4. STATE LEGISLATION
Almost all states have now enacted computer crime laws of some type.
5. FREEDOM OF INFORMATION ACT OF 1970
This "sunshine law" guarantees individuals the right to see any information gathered
about them by federal agencies, and also prohibits these agencies from gathering
information about individuals that is not germane to agency needs.
6. COMPUTER SECURITY ACT OF 1987
This act requires more than 550 federal agencies to develop security plans for each
computer system that processes sensitive information.
7. NATIONAL ASSOCIATION OF STATE INFORMATION SYSTEMS (NASIS)
This organization, along with concerned consumer groups, has been active in seeking
state and federal legislation that regulates the use of computerized information.
3-5.
There were a number of factors favorable to the TRW employees in the commission
of their crime. Perhaps the most important was the fact that the change of information in the
company's computer files, in and of itself, did not involve any cash transactions. Thus, unlike
many other computer crimes in which a perpetrator must make a false debit or credit to cover up
his activities, the TRW employees merely changed the credit ratings of the individuals who had
paid for this “service.”
Another factor that aided the participants was the lack of feedback checks which are so often a
natural part of other types of accounting information systems. For example, in an accounts
receivable system, an improper customer billing is likely to be noticed and brought to the
attention of a company manager for correction. In the TRW case, however, TRW’s clients
apparently accepted the credit ratings without question and thus extended credit to individuals
who were not creditworthy.
A final factor that helped TRW employees commit this crime was the seeming lack of internal
control on credit-changes in TRW's input operations. In particular, it appears that the input clerk
was able to make unauthorized credit-rating changes which reversed individual evaluations from
bad ones to acceptable ones. This capability enabled the TRW employees to sell good credit
ratings to customers and thus permitted them to carry out their schemes.
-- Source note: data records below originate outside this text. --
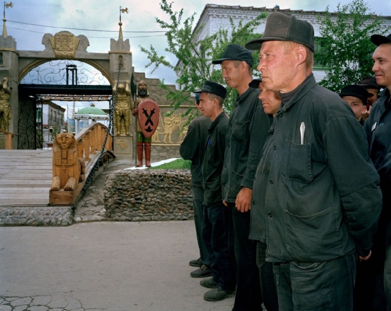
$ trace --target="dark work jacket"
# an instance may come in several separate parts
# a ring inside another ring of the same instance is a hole
[[[208,130],[209,135],[202,163],[204,189],[202,204],[207,206],[221,203],[221,170],[224,163],[225,134],[228,125],[228,117],[225,113],[222,112]]]
[[[202,186],[201,169],[205,155],[205,146],[212,121],[203,116],[193,119],[187,134],[179,146],[179,154],[185,160],[191,160],[192,185]]]
[[[386,104],[390,97],[388,89],[381,92],[379,96],[365,122],[364,130],[368,138],[369,157],[380,176],[383,193],[383,211],[374,246],[378,247],[380,253],[377,255],[372,251],[372,257],[378,258],[378,266],[381,270],[386,255],[384,245],[391,245],[391,234],[386,236],[387,226],[391,226],[391,105]]]
[[[293,92],[257,170],[250,238],[267,244],[268,261],[325,261],[356,246],[368,255],[382,195],[363,127],[312,74]]]
[[[261,151],[273,120],[263,112],[259,94],[259,89],[249,88],[237,98],[230,116],[221,175],[223,198],[227,202],[234,202],[242,187],[253,189]]]

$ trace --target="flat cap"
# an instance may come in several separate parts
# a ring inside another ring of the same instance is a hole
[[[219,96],[223,99],[225,99],[227,95],[227,90],[222,85],[220,85],[216,82],[208,81],[205,81],[201,90],[195,92],[195,93],[210,93]]]
[[[304,44],[314,52],[314,28],[307,21],[298,19],[289,13],[273,12],[267,17],[262,37],[249,41],[245,47],[249,50],[259,50],[265,41],[293,41]]]
[[[367,99],[369,94],[366,89],[358,84],[352,84],[344,87],[341,90],[339,96],[343,97],[344,96],[352,96],[361,100],[364,105],[367,104]]]
[[[212,60],[212,64],[221,64],[224,60],[240,60],[245,61],[250,67],[253,66],[254,60],[251,52],[245,48],[232,43],[228,44],[224,51],[222,58]]]

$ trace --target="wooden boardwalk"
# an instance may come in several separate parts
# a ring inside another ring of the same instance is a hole
[[[49,203],[53,151],[0,150],[0,206]]]

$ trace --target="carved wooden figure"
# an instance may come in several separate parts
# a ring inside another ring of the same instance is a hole
[[[53,145],[53,180],[50,191],[74,190],[85,176],[84,160],[77,154],[77,143],[72,134],[58,134]]]

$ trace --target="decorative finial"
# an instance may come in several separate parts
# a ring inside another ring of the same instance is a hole
[[[119,7],[119,35],[118,36],[118,39],[123,39],[124,38],[122,36],[122,22],[121,21],[121,13],[126,13],[127,14],[129,13],[129,9],[125,8],[123,9],[122,6]]]
[[[8,37],[7,35],[7,28],[5,27],[5,22],[7,20],[5,19],[5,9],[12,8],[14,7],[14,3],[12,2],[7,3],[5,1],[4,1],[4,9],[3,10],[3,37],[6,38]]]

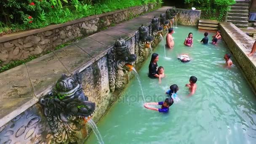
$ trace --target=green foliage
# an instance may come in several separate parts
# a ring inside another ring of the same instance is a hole
[[[192,4],[197,9],[201,9],[205,13],[203,18],[224,20],[230,6],[235,3],[235,0],[184,0],[184,3]]]
[[[1,0],[0,35],[43,27],[162,0]]]

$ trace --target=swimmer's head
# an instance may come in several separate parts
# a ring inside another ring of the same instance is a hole
[[[173,104],[173,99],[172,98],[166,98],[162,105],[162,107],[168,107]]]
[[[231,57],[231,55],[229,53],[226,53],[224,56],[224,59],[228,60]]]
[[[189,32],[188,37],[193,38],[193,33],[192,32]]]
[[[158,54],[156,53],[153,53],[151,56],[151,62],[157,62],[158,61]]]
[[[171,85],[170,87],[170,89],[173,93],[176,93],[178,91],[179,91],[179,87],[176,84],[174,84]]]
[[[174,31],[173,30],[173,28],[170,28],[170,29],[168,29],[168,32],[170,34],[172,34],[173,32],[174,32]]]
[[[213,45],[215,45],[217,42],[218,41],[218,39],[216,37],[214,37],[213,38]]]
[[[158,67],[157,69],[157,71],[158,72],[158,74],[162,74],[164,72],[164,69],[163,69],[163,67],[162,66],[160,66]]]
[[[189,82],[192,83],[195,83],[197,81],[197,78],[195,76],[191,76],[189,78]]]

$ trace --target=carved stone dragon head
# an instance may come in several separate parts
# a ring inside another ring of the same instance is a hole
[[[125,41],[121,37],[119,38],[116,41],[112,51],[113,53],[116,54],[117,68],[119,69],[130,71],[131,68],[126,67],[126,64],[133,65],[137,59],[137,55],[131,53]]]

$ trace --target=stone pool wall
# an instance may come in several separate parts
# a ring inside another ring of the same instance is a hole
[[[29,56],[45,53],[77,37],[91,35],[119,24],[129,18],[151,11],[157,4],[136,6],[89,16],[42,29],[7,34],[0,37],[0,67],[11,61],[24,60]]]
[[[201,16],[200,10],[177,8],[177,11],[178,14],[175,21],[178,22],[178,24],[193,26],[198,25]]]
[[[222,39],[228,46],[245,75],[247,81],[256,91],[256,56],[247,55],[255,40],[230,22],[219,24]]]
[[[154,16],[170,8],[160,8],[0,74],[0,143],[64,143],[75,133],[80,136],[77,142],[81,143],[90,129],[82,119],[76,124],[60,120],[60,115],[56,119],[49,118],[43,112],[45,106],[37,102],[53,90],[61,73],[78,77],[88,101],[96,103],[92,119],[97,123],[132,77],[124,64],[133,64],[138,70],[149,55],[147,45],[155,47],[160,34],[167,32],[154,30],[150,24]],[[141,24],[145,26],[138,30]],[[115,45],[120,36],[124,38],[118,40],[122,45]],[[125,45],[126,50],[117,52]],[[137,56],[135,61],[123,59],[132,58],[134,53]]]

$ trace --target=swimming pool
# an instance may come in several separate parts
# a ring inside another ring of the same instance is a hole
[[[168,114],[146,109],[133,78],[98,123],[104,143],[255,144],[255,94],[233,58],[231,69],[223,67],[223,56],[229,52],[224,42],[203,45],[200,41],[204,32],[196,28],[179,26],[174,30],[174,48],[166,50],[171,59],[163,58],[162,43],[154,50],[159,54],[158,66],[165,68],[161,83],[147,77],[150,56],[138,73],[147,101],[164,101],[165,91],[173,84],[179,86],[180,101],[170,107]],[[189,32],[193,34],[192,48],[183,45]],[[210,43],[212,34],[208,35]],[[192,61],[179,62],[177,57],[181,53],[188,54]],[[192,75],[197,77],[197,88],[188,98],[185,85]],[[97,141],[92,133],[85,143]]]

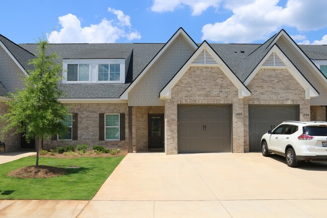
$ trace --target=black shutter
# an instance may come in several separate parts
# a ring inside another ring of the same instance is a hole
[[[72,114],[72,139],[77,140],[77,122],[78,121],[78,116],[77,113]]]
[[[99,114],[99,140],[105,140],[105,114]]]
[[[120,116],[120,123],[119,125],[119,127],[120,129],[119,131],[120,132],[120,140],[125,140],[125,114],[121,113],[119,114]]]
[[[51,140],[52,141],[56,141],[57,138],[58,138],[57,135],[53,135],[51,136]]]

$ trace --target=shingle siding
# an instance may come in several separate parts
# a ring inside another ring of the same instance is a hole
[[[159,93],[194,52],[182,36],[178,36],[128,94],[131,106],[165,105]]]
[[[10,92],[24,87],[21,79],[22,70],[5,50],[0,47],[0,82]]]

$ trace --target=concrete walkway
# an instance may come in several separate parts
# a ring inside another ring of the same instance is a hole
[[[30,150],[22,150],[7,153],[1,153],[0,154],[0,164],[36,154],[36,152],[32,152]]]
[[[0,201],[0,217],[325,217],[327,163],[129,154],[91,201]]]

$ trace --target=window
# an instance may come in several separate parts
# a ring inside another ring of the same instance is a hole
[[[89,81],[89,64],[67,64],[67,81]]]
[[[106,114],[105,123],[106,140],[119,140],[119,114]]]
[[[98,80],[99,81],[120,81],[120,64],[119,63],[99,64]]]
[[[327,65],[320,65],[320,70],[327,77]]]
[[[65,120],[62,120],[63,123],[66,126],[66,131],[62,131],[61,135],[58,135],[59,140],[72,139],[72,114],[66,115]]]

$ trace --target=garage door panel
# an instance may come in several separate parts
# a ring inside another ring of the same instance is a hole
[[[230,105],[179,106],[179,152],[230,152]]]
[[[262,135],[286,120],[299,120],[298,106],[249,105],[250,151],[261,151]]]

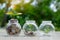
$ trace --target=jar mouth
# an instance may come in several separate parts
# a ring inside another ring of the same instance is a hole
[[[52,23],[52,21],[42,21],[42,23]]]
[[[35,23],[35,20],[26,20],[26,23]]]

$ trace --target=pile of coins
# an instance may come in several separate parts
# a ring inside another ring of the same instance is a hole
[[[16,27],[15,24],[12,24],[11,26],[9,26],[7,29],[7,33],[9,35],[17,35],[20,33],[21,29],[19,29],[18,27]]]

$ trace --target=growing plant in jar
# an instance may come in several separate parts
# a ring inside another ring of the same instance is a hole
[[[18,35],[21,31],[21,26],[16,19],[9,20],[6,27],[7,33],[9,35]]]
[[[35,23],[26,23],[25,26],[23,27],[24,29],[24,34],[28,36],[35,36],[36,31],[37,31],[37,25]]]

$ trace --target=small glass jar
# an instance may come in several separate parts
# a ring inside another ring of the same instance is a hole
[[[10,19],[6,26],[7,33],[9,35],[18,35],[21,31],[21,26],[17,19]]]
[[[52,21],[42,21],[41,25],[39,26],[39,33],[41,35],[52,35],[55,32],[54,25]]]
[[[27,36],[36,36],[38,27],[34,20],[27,20],[23,26],[23,30]]]

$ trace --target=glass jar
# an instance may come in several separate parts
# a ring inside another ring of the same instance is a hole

One control that might have prevented this cybercrime would be more stringent supervision in
the altering of credit information in TRW's files. For example, the company might have insisted
that all credit-rating reversals be first approved by management. A similar policy might have
also been applied to all file changes in which favorable credit information was to be added to
unfavorably-rated accounts.
SM 3.4
Core Concepts of Accounting Information Systems, 13th Edition, by Simkin, Rose, and Norman
Another control might be the maintenance of duplicate credit information by both TRW and the
credit-card companies. Although this procedure would be expensive, it has the advantage of
installing a feedback characteristic in TRW's credit operations which was obviously missing
when the crime was committed. Given the fact that damages resulting from this crime were
estimated at over $1 million, such a control procedure has the potential to be cost effective
despite such expense.
A number of similar cases of cybercrime fall into the category of “valuable information
computer abuse.” Examples include:
1. Industrial espionage cases, in which corporate budget plans, bidding data on forthcoming
projects, or patent information stored on computer files is the major target
2. Computer snooping, in which information about the volume of accounts of a company or
the salaries of specific individuals is the target
3. Software theft, in which the source code for an application program or operating system
program is desired
4. Student pilferage, in which one student steals an assignment from another
5. Extortion, in which the information stored on a company's files is threatened if the
company does not agree to the perpetrator's demands
6. Blackmail, in which computerized information will be revealed if payment is not made
7. File-napping, which is like kidnapping except that the "kid" is really the computer files of
a company, which are subsequently held for ransom
3-6.
As commonly used, hacking means gaining illegal or unauthorized access to
computers, computer networks, or computer files. To ensure anonymity, the typical hacker
accomplishes this from remote locations and with assumed identities. Some hackers gain little
financially from their activities, but instead seem to enjoy some psychological satisfaction by
successfully gaining access to their target computer resources. The growth of microcomputer
usage has added to the problem because anyone with a microcomputer and access to the Internet
can "hack."
Two major deterrents to hacking are (1) education and (2) prevention. Education includes
teaching students, employees, and the general public about computer ethics, helping them
understand how costly computer breaches can be to victim organizations, and making them
aware of the fact that hacking is now a punishable federal offense. Prevention includes installing
and using firewalls, non-dictionary passwords, lockout, dial-back, and/or other security systems,
changing passwords often, and prosecuting hackers as examples to others.
3-7.
A computer virus is a program or subroutine that can replicate itself in other programs
or computer systems. Typically, viruses are also destructive, although a few "benign" viruses
have commandeered computer systems just long enough to display harmless messages before
returning control to the end user. The damage that can be caused by other virus programs can be
much more serious, and includes destroying system or user files, disrupting computer operations,
denying others access to a system, launching distributed denial of service attacks against other
systems, or disrupting the functioning of a complete system or network.
SM 3.5
Core Concepts of Accounting Information Systems, 13th Edition, by Simkin, Rose, and Norman
3-8.
As noted in the text, employees are not likely to be aware of the importance or cost of
cybercrime. Thus, educating employees about cybercrime laws, the telltale signs of cybercrime,
and the importance of making periodic file backups to recover from cybercrime are important.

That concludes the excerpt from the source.